I recently tried to visualize TextRank using code, but I realized that the terms in the graph are not lemmatized. Is there a way to fix the following code so that all words in textrank_df['parse'] are lemmatized? I checked the pipeline components and all required components are in place ('tok2vec', 'tagger', 'parser', 'attribute_ruler', 'lemmatizer', 'ner'), so I'm really not sure where went wrong.
import pytextrank
import spacy
import scattertext as st
nlp = spacy.load('en_core_web_sm')
nlp.add_pipe("textrank", last=True)
convention_df = textrank_df.assign(
parse=lambda textrank_df: textrank_df['Combined'].apply(nlp),
)
corpus = st.CorpusFromParsedDocuments(
convention_df,
category_col='Response Variable',
parsed_col='parse',
feats_from_spacy_doc=st.PyTextRankPhrases()).build()
I tried the following code1, but it shows: AttributeError: module 'pytextrank' has no attribute 'TextRank'. I think it might be something to do with the format after this alteration.
code 1
convention_df = textrank_df.assign( parse=lambda textrank_df: textrank_df['Combined'].apply(lambda x: [token.lemma_ for token in nlp(x)]))

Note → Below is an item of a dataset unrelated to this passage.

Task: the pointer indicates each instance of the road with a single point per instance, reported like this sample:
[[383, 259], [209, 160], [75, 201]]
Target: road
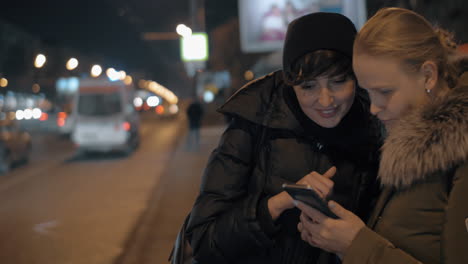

I also tried code 2 which adds use_lemmas=True in PyTextRankPhrases() but did not work as well. The word is still presented in its original form.
code 2
corpus = st.CorpusFromParsedDocuments( convention_df, category_col='Response Variable', parsed_col='parse', feats_from_spacy_doc=st.PyTextRankPhrases(use_lemmas=True)).build()